Polícia conclui que havia um 3º homem no carro usado na execução de Marielle e Anderson

O RJ2 teve acesso com exclusividade ao inquérito que apura as execuções da ex-vereadora Marielle Franco e de seu motorista, Anderson Gomes. Oito meses depois, a polícia acumula milhares de páginas, mas ainda tem poucas conclusões. Uma delas é de que um terceiro homem estava no carro usado pelos bandidos – antes, acreditava-se que eram dois criminosos.

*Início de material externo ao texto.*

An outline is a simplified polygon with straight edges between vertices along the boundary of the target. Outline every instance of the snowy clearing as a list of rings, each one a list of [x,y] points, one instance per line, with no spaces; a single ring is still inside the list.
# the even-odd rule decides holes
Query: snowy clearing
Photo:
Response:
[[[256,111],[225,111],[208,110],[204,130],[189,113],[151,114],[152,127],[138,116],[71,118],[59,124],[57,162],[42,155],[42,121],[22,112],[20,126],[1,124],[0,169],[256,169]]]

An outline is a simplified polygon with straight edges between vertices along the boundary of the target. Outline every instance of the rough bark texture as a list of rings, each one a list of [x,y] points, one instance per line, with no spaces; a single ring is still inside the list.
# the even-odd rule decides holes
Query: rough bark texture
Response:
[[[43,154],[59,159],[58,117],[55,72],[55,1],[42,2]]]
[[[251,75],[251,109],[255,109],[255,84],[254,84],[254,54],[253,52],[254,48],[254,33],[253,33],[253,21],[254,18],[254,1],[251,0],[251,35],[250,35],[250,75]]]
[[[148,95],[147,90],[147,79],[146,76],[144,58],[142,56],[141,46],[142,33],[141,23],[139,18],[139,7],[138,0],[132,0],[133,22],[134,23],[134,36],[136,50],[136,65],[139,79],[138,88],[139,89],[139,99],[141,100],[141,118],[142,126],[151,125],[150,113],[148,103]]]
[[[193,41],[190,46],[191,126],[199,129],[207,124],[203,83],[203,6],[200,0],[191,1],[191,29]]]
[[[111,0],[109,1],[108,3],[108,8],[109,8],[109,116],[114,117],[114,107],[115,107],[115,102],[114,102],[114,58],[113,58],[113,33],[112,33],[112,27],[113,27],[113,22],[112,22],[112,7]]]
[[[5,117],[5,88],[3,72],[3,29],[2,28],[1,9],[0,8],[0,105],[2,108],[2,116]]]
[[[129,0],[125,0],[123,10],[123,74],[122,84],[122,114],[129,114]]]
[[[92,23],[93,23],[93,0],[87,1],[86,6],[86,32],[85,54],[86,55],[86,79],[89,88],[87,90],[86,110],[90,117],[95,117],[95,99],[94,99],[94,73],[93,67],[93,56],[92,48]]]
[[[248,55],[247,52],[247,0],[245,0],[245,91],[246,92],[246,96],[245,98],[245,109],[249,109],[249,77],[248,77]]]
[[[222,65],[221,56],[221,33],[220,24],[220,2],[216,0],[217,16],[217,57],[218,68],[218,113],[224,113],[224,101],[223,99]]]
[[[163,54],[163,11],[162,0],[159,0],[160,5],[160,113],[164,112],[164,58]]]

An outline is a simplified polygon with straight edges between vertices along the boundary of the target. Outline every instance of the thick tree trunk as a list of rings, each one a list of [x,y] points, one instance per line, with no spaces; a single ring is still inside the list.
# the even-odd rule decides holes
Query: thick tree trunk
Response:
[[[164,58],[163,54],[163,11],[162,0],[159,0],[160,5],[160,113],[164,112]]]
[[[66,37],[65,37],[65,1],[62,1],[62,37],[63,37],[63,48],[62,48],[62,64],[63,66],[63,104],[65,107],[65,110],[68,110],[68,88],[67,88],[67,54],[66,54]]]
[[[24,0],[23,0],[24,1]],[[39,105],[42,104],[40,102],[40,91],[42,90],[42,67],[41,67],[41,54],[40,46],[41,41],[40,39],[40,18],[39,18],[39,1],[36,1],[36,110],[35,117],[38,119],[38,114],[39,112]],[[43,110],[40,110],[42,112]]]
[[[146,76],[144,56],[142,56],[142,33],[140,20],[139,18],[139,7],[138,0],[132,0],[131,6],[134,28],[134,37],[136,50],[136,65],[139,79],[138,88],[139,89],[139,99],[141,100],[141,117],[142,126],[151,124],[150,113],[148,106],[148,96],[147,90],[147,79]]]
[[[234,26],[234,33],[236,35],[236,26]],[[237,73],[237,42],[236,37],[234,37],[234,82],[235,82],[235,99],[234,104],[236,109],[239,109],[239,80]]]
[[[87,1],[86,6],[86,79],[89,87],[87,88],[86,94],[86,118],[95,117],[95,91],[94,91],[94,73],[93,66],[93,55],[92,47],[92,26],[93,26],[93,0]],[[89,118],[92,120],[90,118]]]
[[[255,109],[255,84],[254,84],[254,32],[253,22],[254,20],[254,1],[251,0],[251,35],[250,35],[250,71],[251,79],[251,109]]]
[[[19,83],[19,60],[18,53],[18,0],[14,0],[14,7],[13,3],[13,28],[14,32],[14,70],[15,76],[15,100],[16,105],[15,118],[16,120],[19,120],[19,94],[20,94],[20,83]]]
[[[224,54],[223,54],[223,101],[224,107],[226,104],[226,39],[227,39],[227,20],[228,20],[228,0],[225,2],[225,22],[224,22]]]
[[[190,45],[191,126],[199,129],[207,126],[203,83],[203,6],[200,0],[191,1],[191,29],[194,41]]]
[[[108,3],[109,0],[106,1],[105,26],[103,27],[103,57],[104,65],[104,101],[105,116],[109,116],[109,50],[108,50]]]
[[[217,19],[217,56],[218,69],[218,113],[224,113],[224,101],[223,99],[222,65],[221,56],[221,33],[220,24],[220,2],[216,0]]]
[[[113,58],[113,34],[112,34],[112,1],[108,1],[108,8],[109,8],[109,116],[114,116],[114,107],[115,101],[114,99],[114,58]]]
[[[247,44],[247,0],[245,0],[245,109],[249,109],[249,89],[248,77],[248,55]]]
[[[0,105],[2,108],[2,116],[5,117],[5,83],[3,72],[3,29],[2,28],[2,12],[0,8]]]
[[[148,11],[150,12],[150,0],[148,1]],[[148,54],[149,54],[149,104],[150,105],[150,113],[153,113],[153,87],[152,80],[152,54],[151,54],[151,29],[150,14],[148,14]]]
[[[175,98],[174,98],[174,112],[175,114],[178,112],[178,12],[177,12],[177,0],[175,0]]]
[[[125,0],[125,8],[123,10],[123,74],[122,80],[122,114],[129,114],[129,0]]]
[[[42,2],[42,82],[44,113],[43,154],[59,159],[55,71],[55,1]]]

Uma das principais dificuldades dos investigadores é que câmeras da prefeitura no local do crime não estavam funcionando. Mas novas imagens de uma câmera que registrou o carro de frente, antes de chegar ao local do crime, revelam um homem ao lado do motorista, no banco do carona. As imagens já conhecidas mostravam um outro homem no banco de trás.

Polícia concluiu que havia um terceiro homem no carro usado na execução de Marielle e Anderson — Foto: Reprodução/TV Globo

Polícia concluiu que havia um terceiro homem no carro usado na execução de Marielle e Anderson — Foto: Reprodução/TV Globo

Apesar da película escura nos vidros, com um programa de computador, os analistas identificaram a presença de uma pessoa no banco do carona.

Enquanto o Cobalt usado pelos bandidos está parado na Lapa, dá para ver, no interior do carro, uma luz intensa no painel, que reflete na janela do motorista. Mas o que se acreditava ser um celular, segundo o inquérito era o reflexo de uma luz.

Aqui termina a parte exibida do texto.